Disagree with no stress/liability. There never seems to be enough left atrium to split between the heart and the lungs. Just like there is always a huge battle over the IVC between the liver and the heart. Additionally, there are many potential points for injury even for someone who is experienced in organ recovery.
 
Wow yet another completely misleading title by emedpa.

I wasnt aware that harvesting donor organs is the same thing as being a "transplant surgeon"

Emedpa could have titled his post "PAs harvesting organs" or something similar but instead chooses a deliberately inflammatory title with the insinuation that this PA is the same thing as a transplant surgeon.

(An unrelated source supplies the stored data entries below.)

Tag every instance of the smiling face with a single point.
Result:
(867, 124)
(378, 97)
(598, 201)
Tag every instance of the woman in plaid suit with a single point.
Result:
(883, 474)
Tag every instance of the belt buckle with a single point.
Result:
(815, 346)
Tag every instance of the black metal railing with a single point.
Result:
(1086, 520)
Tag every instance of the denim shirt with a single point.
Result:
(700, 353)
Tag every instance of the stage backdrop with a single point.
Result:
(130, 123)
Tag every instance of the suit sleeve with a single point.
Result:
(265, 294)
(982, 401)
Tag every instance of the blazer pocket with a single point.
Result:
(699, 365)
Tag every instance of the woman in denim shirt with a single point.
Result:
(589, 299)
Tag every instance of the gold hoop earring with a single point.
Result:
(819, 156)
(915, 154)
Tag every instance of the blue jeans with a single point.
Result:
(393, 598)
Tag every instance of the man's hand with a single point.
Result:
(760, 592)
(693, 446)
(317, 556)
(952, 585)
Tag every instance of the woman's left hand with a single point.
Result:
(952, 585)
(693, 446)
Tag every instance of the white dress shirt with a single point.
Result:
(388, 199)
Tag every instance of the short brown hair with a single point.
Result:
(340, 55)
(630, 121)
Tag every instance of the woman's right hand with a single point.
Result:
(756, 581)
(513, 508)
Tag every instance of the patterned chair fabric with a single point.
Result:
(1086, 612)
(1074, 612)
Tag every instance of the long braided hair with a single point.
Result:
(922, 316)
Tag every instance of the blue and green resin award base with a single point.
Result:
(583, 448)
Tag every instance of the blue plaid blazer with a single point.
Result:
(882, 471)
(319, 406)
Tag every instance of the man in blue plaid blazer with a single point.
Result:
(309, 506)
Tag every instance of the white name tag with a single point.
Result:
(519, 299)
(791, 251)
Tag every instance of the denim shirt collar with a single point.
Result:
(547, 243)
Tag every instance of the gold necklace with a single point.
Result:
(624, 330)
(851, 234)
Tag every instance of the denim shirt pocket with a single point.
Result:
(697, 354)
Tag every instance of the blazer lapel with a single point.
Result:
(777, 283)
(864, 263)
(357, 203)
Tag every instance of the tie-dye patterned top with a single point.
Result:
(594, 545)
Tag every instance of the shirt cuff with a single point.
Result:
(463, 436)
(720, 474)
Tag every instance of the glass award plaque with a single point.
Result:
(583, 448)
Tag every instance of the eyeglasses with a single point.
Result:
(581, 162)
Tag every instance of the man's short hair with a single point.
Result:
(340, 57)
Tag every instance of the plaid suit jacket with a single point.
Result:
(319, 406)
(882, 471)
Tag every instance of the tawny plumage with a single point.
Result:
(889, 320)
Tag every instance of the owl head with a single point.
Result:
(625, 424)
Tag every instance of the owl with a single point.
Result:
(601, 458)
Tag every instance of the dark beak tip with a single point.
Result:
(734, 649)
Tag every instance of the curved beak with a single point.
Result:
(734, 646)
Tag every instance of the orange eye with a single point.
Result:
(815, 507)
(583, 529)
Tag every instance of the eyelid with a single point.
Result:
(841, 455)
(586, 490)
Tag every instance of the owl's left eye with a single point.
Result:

Of course if you read emedpa's posts on the PA forums he constantly brags about how he cracks open chests solo with no doc present so his bias should be obvious to everyone.
 
Of course if you read emedpa's posts on the PA forums he constantly brags about how he cracks open chests solo with no doc present so his bias should be obvious to everyone.
While I have first assisted with thoracotomies and placed chest tubes I have never claimed to have done a solo thoracotomy and would not do so. I'm sorry if some felt the title of my thread was inappropriate. I was only trying to stimulate discussion about this aspect of pa surgical practice. The article I quoted describes the PA as the surgeon in these cases:
"the physician assistant served as senior surgeon".